Michael Dragschitz 2022
Von Korn und Kalk – Aufarbeitung eines burgenländischen Zeitzeugen
In Wulkaprodersdorf (Bezirk Eisenstadt), einst ein Straßendorf bebaut mit typischen burgenländischen Streckhöfen, befindet sich auf einem ehemaligen Hof ein Zeitzeuge vergangener Tage. Das Gebäude ist typisch in seiner Gliederung aber gänzlich untypisch in seiner Ausformulierung und übersteigt sowohl in der Breite als auch in der Höhe die angrenzenden ebenerdigen und giebelständigen ehemaligen Wirtschaftsgebäude des Hofes.

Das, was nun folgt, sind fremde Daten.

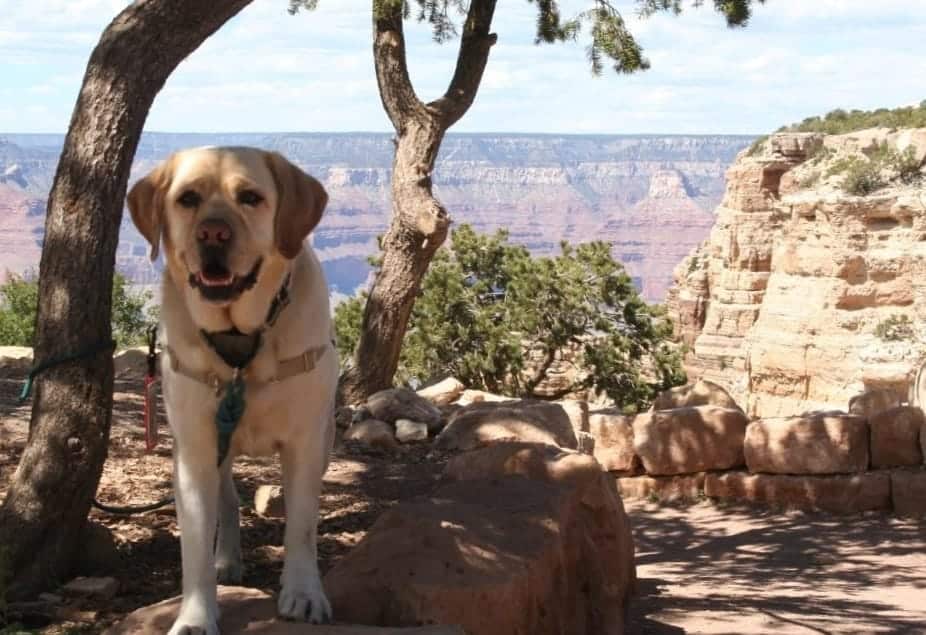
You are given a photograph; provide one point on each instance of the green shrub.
(19, 305)
(810, 179)
(896, 328)
(841, 121)
(757, 146)
(485, 303)
(906, 165)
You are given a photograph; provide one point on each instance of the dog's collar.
(303, 363)
(238, 349)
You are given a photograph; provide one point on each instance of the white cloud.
(267, 70)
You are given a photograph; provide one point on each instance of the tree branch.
(395, 87)
(475, 43)
(50, 493)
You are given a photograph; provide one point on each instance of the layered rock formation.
(787, 303)
(651, 196)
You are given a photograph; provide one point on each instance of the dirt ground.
(732, 570)
(703, 568)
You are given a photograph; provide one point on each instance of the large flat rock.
(689, 440)
(895, 437)
(683, 487)
(526, 420)
(815, 444)
(841, 494)
(548, 553)
(252, 611)
(700, 393)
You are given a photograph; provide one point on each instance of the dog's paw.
(229, 572)
(185, 627)
(304, 602)
(194, 621)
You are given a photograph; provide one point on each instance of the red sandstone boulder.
(687, 440)
(908, 492)
(613, 435)
(682, 487)
(895, 437)
(547, 553)
(372, 432)
(841, 494)
(393, 404)
(700, 393)
(443, 392)
(526, 420)
(873, 401)
(819, 444)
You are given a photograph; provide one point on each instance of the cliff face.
(788, 302)
(651, 196)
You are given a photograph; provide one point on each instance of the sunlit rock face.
(789, 303)
(650, 196)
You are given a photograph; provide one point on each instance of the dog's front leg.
(196, 489)
(302, 596)
(228, 544)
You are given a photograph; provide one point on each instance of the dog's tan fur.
(293, 417)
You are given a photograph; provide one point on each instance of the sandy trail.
(735, 570)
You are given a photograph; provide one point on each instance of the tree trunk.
(46, 506)
(419, 222)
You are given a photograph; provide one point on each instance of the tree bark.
(419, 221)
(49, 498)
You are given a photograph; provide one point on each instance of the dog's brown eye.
(250, 198)
(190, 199)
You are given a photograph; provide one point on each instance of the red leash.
(151, 393)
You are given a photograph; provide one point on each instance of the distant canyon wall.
(651, 197)
(790, 302)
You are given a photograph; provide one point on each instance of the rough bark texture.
(419, 222)
(52, 489)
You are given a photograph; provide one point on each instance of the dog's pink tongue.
(215, 281)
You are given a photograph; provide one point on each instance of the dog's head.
(226, 217)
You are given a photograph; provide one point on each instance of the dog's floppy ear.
(146, 204)
(301, 199)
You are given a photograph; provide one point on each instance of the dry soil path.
(715, 569)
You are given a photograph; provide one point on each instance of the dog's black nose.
(213, 232)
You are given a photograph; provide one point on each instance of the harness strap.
(303, 363)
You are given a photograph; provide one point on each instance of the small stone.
(372, 432)
(443, 392)
(408, 431)
(895, 436)
(613, 434)
(577, 411)
(98, 554)
(51, 598)
(343, 417)
(100, 588)
(586, 442)
(268, 502)
(393, 404)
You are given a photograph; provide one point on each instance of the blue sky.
(269, 71)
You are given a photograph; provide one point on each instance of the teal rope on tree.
(56, 361)
(229, 413)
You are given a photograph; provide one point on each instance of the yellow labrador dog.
(250, 367)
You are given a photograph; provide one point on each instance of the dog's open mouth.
(216, 283)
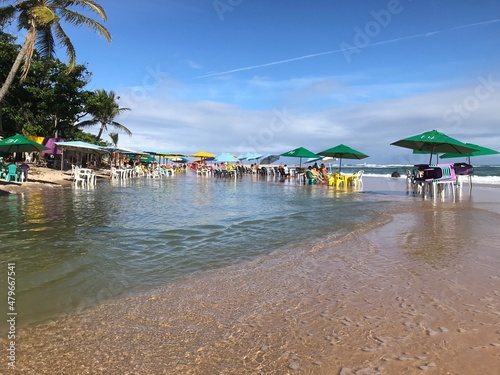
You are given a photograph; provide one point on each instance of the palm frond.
(78, 19)
(121, 127)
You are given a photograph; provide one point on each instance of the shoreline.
(408, 296)
(40, 178)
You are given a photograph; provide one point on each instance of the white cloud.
(162, 122)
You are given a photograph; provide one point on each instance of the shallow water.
(78, 247)
(401, 285)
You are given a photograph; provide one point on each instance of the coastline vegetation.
(47, 97)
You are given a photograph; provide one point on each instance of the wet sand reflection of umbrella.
(300, 152)
(433, 142)
(343, 152)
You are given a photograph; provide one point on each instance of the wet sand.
(417, 292)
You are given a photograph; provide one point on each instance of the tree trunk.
(98, 137)
(14, 69)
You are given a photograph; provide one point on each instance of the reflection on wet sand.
(419, 294)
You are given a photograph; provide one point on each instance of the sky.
(268, 76)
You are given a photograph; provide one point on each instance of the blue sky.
(268, 76)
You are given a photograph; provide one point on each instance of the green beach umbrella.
(300, 152)
(433, 142)
(19, 143)
(343, 152)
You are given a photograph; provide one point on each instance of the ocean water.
(76, 248)
(196, 275)
(483, 174)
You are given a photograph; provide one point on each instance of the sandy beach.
(42, 178)
(404, 296)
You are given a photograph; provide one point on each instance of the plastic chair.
(356, 179)
(310, 178)
(12, 173)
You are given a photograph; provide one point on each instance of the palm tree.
(41, 18)
(103, 107)
(114, 139)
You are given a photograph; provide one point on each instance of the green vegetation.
(47, 97)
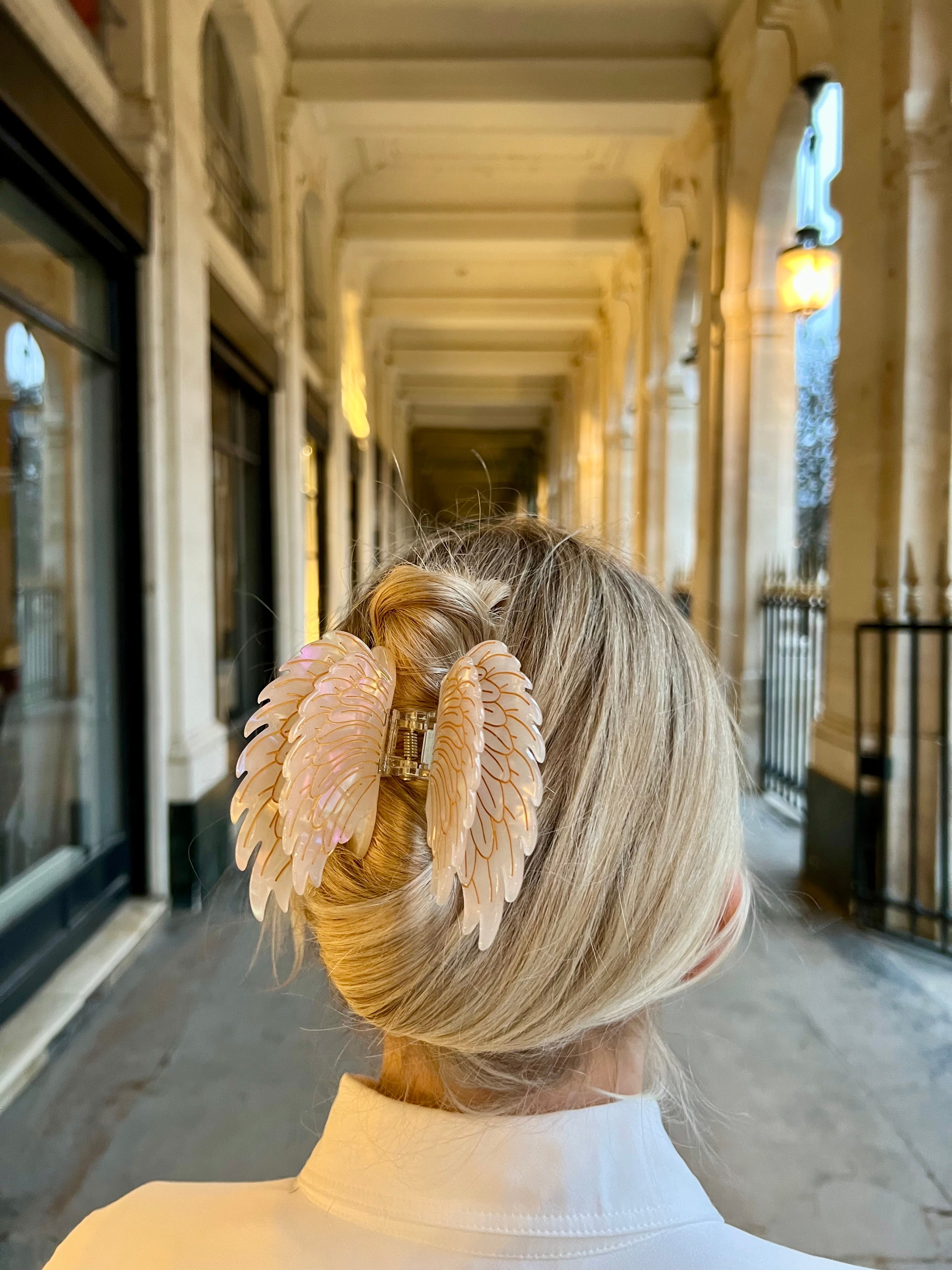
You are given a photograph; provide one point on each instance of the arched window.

Der Baukörper verfügt über einen halb versenkten Keller, ein erhöht liegendes Hauptgeschoß und einen Dachboden. Der Keller, mit Sandstein gemauert, gliedert sich in ein dreischiffiges Tonnengewölbe mit Stichkappen hin zu Lüftungsöffnungen. Das Hauptgeschoß, über eine einläufige Außentreppe erschlossen, beherbergt drei Räume, den Vorraum mit einer ehemaligen Rauchkuchl und zwei weitere Zimmer. Die Räume wurden die letzten Jahrzehnte nur als Lagerfläche genutzt und so wurde der Zustand der vergangenen Epochen im Inneren unverändert beibehalten. Die Walztechnicken an den Wänden und Wanddruchbrüche zum Rauchfang zeigen aber, dass diese Räume früher nicht nur als Lagerfläche dienten, sondern auch beheizbar waren. Die Fassade des Gebäudes wurde vor rund 25 Jahren überarbeitet, dabei wurden viele vorhandene Details gänzlich mit Putz überzogen. Durch schadhafte Stellen in der Fassade lassen sich jedoch Fensterbänke, Stürze und Säulen, die das Vordach zum Eingang tragen, aus gestocktem Sandstein erahnen, sowie ein Relief mit einer Figur, die einen Sack über die Schulter geworfen trägt.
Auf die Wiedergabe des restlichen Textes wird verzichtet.